Mentre Zlatan Ibrahimovic salutava ieri il Meazza rossonero, mentre molti nel pubblico piangevano ed alcuni dei compagni di squadra non riuscivano a trattenere l'emozione, mi domandavo cosa differenzia la passerella finale di un campione come lui da quella di tanti altri grandi rossoneri che l'anno preceduto. Sheva, Kakà, Van Basten, solo per fare alcuni esempi di attaccanti adorati dal pubblicato rossonero.

La risposta è semplice: Ibra non è stato solo un grande calciatore, un finalizzatore eccezionale, ma è stato letteralmente e per parecchio tempo lo spirito del Milan che voleva risorgere e grazie a lui è risorto.
Ricordo ancora nell'estate del 2010 il suo primo arrivo in un Milan depresso perchè i cugini avevano lo scudetto sulle maglie e la squadra ripartiva con allenatore nuovo (Allegri) e tanti giocatori da assemblare. Quella stagione Ibra risulterà il primo marcatore rossonero con 21 gol risultando decisivo per la conquista dello scudetto e della Supercoppa. Ricordo che sino ad allora la presenza di Zlatan aveva sempre garantito la vittoria in campionato alla squadra di cui indossava la maglia.
Questo straordinario record sarebbe finito l'anno successivo non per demerito suo (fu capocannoniere con 28 reti) ma perchè qualcuno non vide un evidente gol di Muntari nello scontro diretto con la Juve.

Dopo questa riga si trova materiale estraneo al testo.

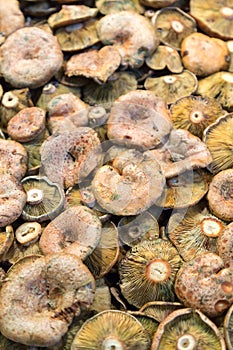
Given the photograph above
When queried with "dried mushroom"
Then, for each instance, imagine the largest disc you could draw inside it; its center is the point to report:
(24, 60)
(219, 86)
(71, 14)
(195, 113)
(96, 64)
(218, 138)
(204, 55)
(112, 329)
(148, 271)
(131, 185)
(77, 230)
(131, 33)
(135, 229)
(165, 57)
(120, 83)
(206, 284)
(172, 87)
(44, 199)
(194, 232)
(41, 297)
(213, 17)
(219, 195)
(172, 25)
(187, 329)
(139, 118)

Il ritorno di Ibra in rossonero è stato se possibile ancor più esaltante del suo arrivo. Nel 2019 molti lo definivano finito, dopo un'esperienza peraltro esaltante nel campionato americano, causa le 38 primavere. Eppure anche stavolta lo svedese riuscì quasi da solo ad invertire il trend di una squadra che dopo un inizio disastroso (e l'esonero di Giampaolo) giunse a fine stagione a ridosso delle prime qualificandosi per l'Europa League. Su questo ritorno vorrei far notare un particolare che oggi può essere indicativo di quel che farà o potrebbe fare Ibra in futuro. Mi riferisco al sodalizio istaurato con Stefano Pioli. Pur provenendo da percorsi diversi sia Pioli che Ibra sono giunti al Milan quell'anno con qualcosa da dimostrare: Stefano di essere un allenatore da Milan a dispetto dello scetticismo generale, Ibra di essere ancora un grande campione nonostante l'età. Questa comunione d'intenti è stata la vera miscela esplosiva di una squadra che, con i tanti ragazzini o talenti inespressi che schierava, non avrebbe avuto tante performance esaltanti. Il Milan in questi anni ha avuto due allenatori in campo : un tecnico (Pioli) ed un motivatore (Ibra).
Un uomo che ha fatto dell'integrazione con i suoi ragazzi il suo punto di forza (Pioli) ed un campione che ha voluto sudare e sgobbare più e meglio di chi ancora doveva dimostrare tutto diventando, in tal modo, un esempio da imitare. 

Per questo ieri Leao (uno che è arrivato al Milan con gran talento ma anche grande indolenza) è corso ad abbracciare Ibra dopo il gol, per questo Tonali, Calabria, persino Giroud (altro grande "vecchio" dello spogliatoio) ieri piangevano salutando il "fratello maggiore". Ibra in questa seconda esperienza ha saputo catapultare il Milan allo scudetto (ed alla semifinale di Champions) con il suo inesauribile carisma e la sua grande carica.

Chi sarà il prossimo motivatore della squadra? Io non mi sorprenderei se fosse lo stesso Ibra, dopo che si sarà preso un'estate per riflettere sulla sua prossima vita ed avrà concluso che non può fare a meno dello spogliatoio di Milanello. Un ruolo per lui nello staff tecnico di Pioli ci deve essere perchè Stefano è un ragazzo intelligente e Ibra uno che ha tatuato i colori rossoneri sulla pelle.